Sun, 28 Oct 2007
Non-ASCII Basic Authentication
We use a HTTP basic autentication for authenticating users to IS MU. It is most widely supported in clients, and it does not have some security problems which cookies have. Recently, while implementing a better method for storing passwords in IS MU, which would allow passwords of an arbitrary length, I have discovered the following problem:
I wanted to use this change to not only allow
passwords of arbitrary length, but also to allow non-ASCII characters
in passwords. However, reading the HTTP specification, I have not found
in which charset is the Authorization: HTTP header supposed
to be sent.
Experiments showed that for example MSIE sends the password in the client's
native encoding (windows-1250 in this part of the world),
regardless of the charset of the previous 401 page.

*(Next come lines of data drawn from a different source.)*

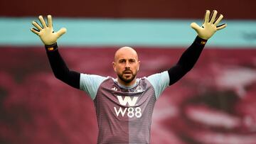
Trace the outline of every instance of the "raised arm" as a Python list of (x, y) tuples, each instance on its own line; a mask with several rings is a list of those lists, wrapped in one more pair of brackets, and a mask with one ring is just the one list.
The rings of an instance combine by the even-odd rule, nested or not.
[(47, 18), (48, 25), (43, 16), (40, 16), (38, 18), (43, 27), (37, 22), (33, 21), (32, 24), (36, 28), (33, 28), (31, 31), (38, 35), (45, 45), (47, 56), (55, 77), (76, 89), (80, 89), (80, 74), (68, 69), (58, 50), (57, 40), (66, 32), (66, 29), (63, 28), (58, 32), (54, 32), (51, 16), (48, 15)]
[(176, 82), (193, 68), (207, 40), (217, 31), (226, 27), (225, 23), (218, 26), (223, 16), (220, 14), (217, 18), (216, 16), (217, 11), (214, 10), (210, 16), (210, 11), (207, 10), (201, 27), (196, 23), (191, 24), (191, 28), (196, 31), (198, 36), (192, 45), (182, 54), (177, 64), (168, 70), (170, 78), (169, 85)]

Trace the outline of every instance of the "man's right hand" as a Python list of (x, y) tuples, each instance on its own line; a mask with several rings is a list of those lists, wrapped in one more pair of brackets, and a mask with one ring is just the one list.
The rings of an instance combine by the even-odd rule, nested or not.
[(52, 18), (50, 15), (47, 16), (48, 26), (46, 23), (42, 16), (38, 17), (43, 28), (36, 21), (33, 21), (32, 24), (37, 28), (32, 28), (31, 31), (35, 34), (38, 35), (42, 42), (46, 45), (50, 45), (57, 42), (58, 38), (66, 32), (66, 28), (62, 28), (58, 32), (53, 31)]

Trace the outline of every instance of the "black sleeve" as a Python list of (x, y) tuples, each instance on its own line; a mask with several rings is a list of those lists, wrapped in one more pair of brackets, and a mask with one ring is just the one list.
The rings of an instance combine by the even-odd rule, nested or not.
[(54, 76), (68, 85), (80, 89), (80, 74), (68, 69), (58, 52), (57, 43), (46, 45), (46, 49)]
[(197, 36), (192, 45), (182, 54), (178, 63), (168, 70), (170, 77), (169, 85), (171, 85), (190, 71), (206, 43), (207, 40)]

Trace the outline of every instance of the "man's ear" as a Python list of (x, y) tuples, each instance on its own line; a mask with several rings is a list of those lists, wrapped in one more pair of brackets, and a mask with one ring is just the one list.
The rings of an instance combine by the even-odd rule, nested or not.
[(139, 71), (139, 65), (140, 65), (140, 61), (138, 61), (138, 62), (139, 62), (139, 65), (138, 65), (138, 68), (137, 68), (137, 71)]
[(114, 71), (116, 72), (117, 72), (117, 65), (116, 65), (116, 63), (115, 63), (114, 62), (112, 62), (112, 65), (113, 65)]

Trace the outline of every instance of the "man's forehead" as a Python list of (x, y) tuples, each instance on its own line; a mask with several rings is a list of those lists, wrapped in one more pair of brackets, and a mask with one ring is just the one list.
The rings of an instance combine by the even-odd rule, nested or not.
[(138, 55), (134, 49), (130, 47), (122, 47), (118, 49), (114, 54), (114, 60), (119, 60), (121, 59), (138, 60)]

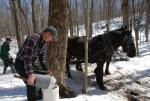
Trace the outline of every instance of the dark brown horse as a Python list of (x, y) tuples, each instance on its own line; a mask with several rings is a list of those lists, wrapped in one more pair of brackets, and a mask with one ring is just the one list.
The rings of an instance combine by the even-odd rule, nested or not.
[[(96, 81), (100, 89), (105, 89), (103, 84), (103, 65), (109, 61), (114, 51), (119, 46), (124, 47), (129, 57), (136, 55), (134, 41), (131, 31), (114, 30), (103, 35), (98, 35), (89, 40), (89, 63), (96, 63), (94, 70)], [(84, 61), (85, 45), (81, 37), (74, 37), (68, 40), (67, 50), (67, 68), (69, 68), (70, 59), (77, 58)]]

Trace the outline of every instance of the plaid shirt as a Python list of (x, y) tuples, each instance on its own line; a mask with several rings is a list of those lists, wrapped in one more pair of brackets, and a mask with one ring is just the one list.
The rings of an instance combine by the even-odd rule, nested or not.
[[(41, 33), (28, 36), (23, 44), (23, 47), (19, 50), (17, 58), (24, 62), (24, 68), (26, 73), (33, 73), (35, 67), (34, 61), (39, 58), (42, 69), (47, 69), (47, 43), (43, 41)], [(33, 68), (34, 67), (34, 68)]]

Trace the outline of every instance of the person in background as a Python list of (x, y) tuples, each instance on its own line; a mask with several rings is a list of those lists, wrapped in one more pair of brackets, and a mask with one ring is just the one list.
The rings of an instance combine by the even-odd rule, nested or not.
[(2, 46), (1, 46), (0, 57), (4, 63), (3, 74), (6, 73), (8, 66), (11, 67), (12, 73), (15, 72), (13, 58), (9, 54), (9, 51), (10, 51), (9, 44), (11, 41), (12, 41), (12, 39), (10, 37), (6, 37), (6, 41), (3, 42)]
[[(40, 71), (48, 71), (47, 58), (47, 43), (52, 42), (57, 38), (57, 30), (50, 26), (41, 33), (35, 33), (28, 36), (19, 50), (16, 60), (16, 72), (27, 81), (24, 81), (27, 88), (28, 101), (41, 100), (43, 98), (42, 90), (34, 86), (34, 73)], [(39, 60), (41, 67), (34, 65), (36, 60)]]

What is worse, my Galeon (so probably all Gecko-based browsers too)
mangle the password into something totally unreadable: for example,
when I tried to send an user name "kas" and a password
"asděščřžýáíé",
the Authorization: header from Galeon contained the
base64-encoded string "a2FzOmFzZBthDVl+/eHt6Q==" (decoded to bytes
it is
6b 61 73 3a 61 73 64 1b 61 0d 59 7e fd e1 ed e9).
Total crap, even with a newline! It looks like these bytes are the lowest bytes of the Unicode
codepoint number of the character in the password. No UTF-8 or something,
just codepoints truncated to 8 bits.
So we will stay with ASCII-only passwords, as we do not want to affect the accessibility of IS from various devices. By the way, did you know that Apache has its own proprietary algorithm for MD5-based password hashing? Talk about reinventing the wheel.